New Gun Laws Cause Rift Between Police And State

( – The debate regarding states’ rights versus federal rights goes back to the days of the Founding Fathers. A new law signed by Missouri’s Republican Gov. Mike Parson last month is creating a rift between some state and federal law enforcement officials.

The goal of that law, the Second Amendment Preservation Act, is to protect Missouri residents from “federal government overreach.” It also aims to prevent federal agencies from using state-led law enforcement agencies “to infringe” on the Constitutionally protected right of Missourians to “bear arms.” 

The new statute calls for fines of up to $50,000 for police officers who attempt to enforce federal gun laws. It also invalidated several federal firearms regulations.

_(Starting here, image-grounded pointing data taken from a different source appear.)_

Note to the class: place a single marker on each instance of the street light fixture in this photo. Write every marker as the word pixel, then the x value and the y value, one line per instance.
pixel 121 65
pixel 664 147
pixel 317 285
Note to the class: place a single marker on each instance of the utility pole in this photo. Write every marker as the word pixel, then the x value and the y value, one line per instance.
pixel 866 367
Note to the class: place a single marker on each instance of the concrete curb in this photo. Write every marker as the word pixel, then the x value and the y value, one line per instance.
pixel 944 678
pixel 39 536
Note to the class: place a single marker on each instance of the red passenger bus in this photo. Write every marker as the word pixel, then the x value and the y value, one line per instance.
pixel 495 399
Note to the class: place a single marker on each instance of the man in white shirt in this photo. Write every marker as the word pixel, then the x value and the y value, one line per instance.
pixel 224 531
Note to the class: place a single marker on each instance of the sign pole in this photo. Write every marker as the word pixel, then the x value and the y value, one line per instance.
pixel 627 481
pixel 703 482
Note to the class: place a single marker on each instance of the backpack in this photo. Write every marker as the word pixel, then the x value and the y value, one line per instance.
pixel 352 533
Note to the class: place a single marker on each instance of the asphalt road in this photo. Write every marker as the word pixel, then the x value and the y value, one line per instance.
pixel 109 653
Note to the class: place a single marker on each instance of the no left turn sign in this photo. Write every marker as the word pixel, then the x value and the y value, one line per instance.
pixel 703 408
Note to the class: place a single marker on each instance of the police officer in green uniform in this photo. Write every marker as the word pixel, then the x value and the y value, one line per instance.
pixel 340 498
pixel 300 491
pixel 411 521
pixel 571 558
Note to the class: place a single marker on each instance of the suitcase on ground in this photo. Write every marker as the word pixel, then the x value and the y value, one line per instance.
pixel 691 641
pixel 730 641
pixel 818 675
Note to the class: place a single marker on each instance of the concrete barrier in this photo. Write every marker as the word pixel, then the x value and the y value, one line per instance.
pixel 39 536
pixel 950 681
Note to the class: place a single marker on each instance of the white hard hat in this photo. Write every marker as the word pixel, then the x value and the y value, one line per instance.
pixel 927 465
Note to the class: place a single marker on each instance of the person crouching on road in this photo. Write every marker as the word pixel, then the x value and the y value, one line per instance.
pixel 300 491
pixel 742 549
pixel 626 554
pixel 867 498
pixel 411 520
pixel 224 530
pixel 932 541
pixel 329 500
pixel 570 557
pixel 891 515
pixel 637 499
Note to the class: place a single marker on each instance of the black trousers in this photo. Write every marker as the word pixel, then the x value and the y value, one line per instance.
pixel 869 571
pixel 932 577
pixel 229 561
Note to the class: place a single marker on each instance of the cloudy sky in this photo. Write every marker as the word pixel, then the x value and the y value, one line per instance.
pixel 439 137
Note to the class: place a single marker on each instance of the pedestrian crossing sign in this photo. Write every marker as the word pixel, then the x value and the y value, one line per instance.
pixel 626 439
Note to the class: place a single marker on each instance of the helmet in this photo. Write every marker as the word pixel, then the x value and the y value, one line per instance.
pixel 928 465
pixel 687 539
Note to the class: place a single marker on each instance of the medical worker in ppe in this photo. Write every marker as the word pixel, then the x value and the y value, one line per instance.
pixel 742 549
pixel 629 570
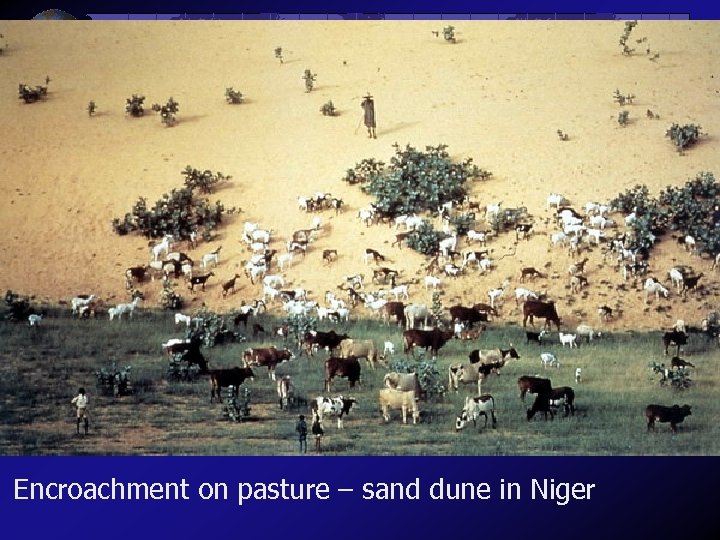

Law enforcement reaction to the new law is mixed, with some agencies expressing concern it could interfere with joint investigations with the ATF and other federal agencies concerning crimes involving the use of firearms. Others, like the Missouri Highway Patrol, halted its participation in joint operations with an ATF-led task force. In addition, officials at the City of O’Fallon Police Department canceled future use of a couple of K9 officers who had been working with the ATF on an “as-needed basis.”

The full impact of the law appears unclear. For now, the ATF and FBI have reached out to state law enforcement agencies and departments to see if any more of them want to sever or limit the ties.